Artist Walid Raad (b. 1967, Lebanon) will deliver a lecture this Wednesday, February 22 in Taylor 203 at 5:30pm. Using various media, including photography, video, sculpture, and performance, Raad’s work is “dedicated to exploring the veracity of photographic and video documents in the public realm, the role of memory and narrative within discourses of conflict, and the construction of histories of art in the Arab world” (MoMA site). Raad’s experiences of living in Lebanon during the civil war (1975–91), and of the various socioeconomic and military policies that have shaped the Middle East over the last few decades, have had an immense effect on his work.

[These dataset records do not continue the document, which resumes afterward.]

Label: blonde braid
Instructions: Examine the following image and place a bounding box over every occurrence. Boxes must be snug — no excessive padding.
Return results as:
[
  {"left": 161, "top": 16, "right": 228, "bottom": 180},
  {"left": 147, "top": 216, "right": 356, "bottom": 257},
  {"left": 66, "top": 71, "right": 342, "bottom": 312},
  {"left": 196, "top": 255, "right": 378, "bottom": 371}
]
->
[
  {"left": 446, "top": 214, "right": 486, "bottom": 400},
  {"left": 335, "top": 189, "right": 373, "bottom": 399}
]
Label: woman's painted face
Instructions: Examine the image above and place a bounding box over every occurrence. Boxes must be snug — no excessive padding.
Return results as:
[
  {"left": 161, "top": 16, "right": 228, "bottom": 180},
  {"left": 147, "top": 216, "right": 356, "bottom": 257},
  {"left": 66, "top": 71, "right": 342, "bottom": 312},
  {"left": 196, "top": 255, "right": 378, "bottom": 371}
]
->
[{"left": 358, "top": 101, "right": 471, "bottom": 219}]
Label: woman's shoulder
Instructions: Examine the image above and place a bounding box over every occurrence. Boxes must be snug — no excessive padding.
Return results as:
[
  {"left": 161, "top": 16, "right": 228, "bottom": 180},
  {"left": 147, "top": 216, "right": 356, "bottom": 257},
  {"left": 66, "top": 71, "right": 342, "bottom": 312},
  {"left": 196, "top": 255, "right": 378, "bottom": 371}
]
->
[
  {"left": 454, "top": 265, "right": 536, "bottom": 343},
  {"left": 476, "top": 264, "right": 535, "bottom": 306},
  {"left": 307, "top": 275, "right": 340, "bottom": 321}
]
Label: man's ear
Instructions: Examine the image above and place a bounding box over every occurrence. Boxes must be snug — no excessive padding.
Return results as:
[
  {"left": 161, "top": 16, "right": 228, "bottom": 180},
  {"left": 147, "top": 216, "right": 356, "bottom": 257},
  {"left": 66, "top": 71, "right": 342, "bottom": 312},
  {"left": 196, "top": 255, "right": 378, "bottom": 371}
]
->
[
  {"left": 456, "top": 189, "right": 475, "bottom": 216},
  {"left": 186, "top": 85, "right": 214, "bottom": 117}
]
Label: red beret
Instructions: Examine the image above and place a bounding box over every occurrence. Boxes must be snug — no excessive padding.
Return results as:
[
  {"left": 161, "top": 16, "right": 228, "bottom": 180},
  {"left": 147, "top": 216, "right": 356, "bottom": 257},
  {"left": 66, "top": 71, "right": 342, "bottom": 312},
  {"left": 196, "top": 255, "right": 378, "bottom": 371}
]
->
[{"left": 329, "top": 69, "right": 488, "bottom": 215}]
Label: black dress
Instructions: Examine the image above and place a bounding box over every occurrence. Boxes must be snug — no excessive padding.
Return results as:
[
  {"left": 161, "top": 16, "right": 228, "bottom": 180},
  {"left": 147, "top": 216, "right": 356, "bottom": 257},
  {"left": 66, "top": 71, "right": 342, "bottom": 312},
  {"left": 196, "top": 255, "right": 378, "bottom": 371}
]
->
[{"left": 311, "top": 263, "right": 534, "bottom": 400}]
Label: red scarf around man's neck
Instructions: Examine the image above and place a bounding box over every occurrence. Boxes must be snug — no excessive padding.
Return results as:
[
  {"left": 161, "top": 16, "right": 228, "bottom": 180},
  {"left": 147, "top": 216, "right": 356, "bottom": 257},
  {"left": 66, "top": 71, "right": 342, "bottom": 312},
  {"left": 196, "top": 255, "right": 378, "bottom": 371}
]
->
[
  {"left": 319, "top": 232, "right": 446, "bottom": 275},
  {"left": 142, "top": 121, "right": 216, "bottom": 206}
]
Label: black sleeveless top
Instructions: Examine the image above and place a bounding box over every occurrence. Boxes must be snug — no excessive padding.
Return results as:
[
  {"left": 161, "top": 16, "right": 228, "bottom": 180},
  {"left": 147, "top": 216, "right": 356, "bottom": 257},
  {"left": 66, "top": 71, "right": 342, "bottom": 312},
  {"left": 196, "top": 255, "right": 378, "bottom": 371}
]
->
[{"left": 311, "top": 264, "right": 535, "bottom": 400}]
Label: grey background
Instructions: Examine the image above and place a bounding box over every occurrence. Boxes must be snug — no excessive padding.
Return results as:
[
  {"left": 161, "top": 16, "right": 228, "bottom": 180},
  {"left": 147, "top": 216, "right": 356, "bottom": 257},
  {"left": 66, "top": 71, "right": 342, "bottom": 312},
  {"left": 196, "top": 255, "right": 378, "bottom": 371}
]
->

Raad’s works include The Atlas Group, a fifteen-year project between 1989 and 2004 about the contemporary history of Lebanon, and the ongoing projects Scratching on Things I Could Disavow and Sweet Talk: Commissions (Beirut). Both The Atlas Group and Scratching on things I could disavow were featured in an exhibition in the Museum of Modern Art from October 2015 through January 2016.
A Professor of Art in The Cooper Union, Raad has published several books, including Walkthrough, The Truth Will Be Known When The Last Witness Is Dead, My Neck Is Thinner Than A Hair, Let’s Be Honest The Weather Helped, and Scratching on Things I Could Disavow.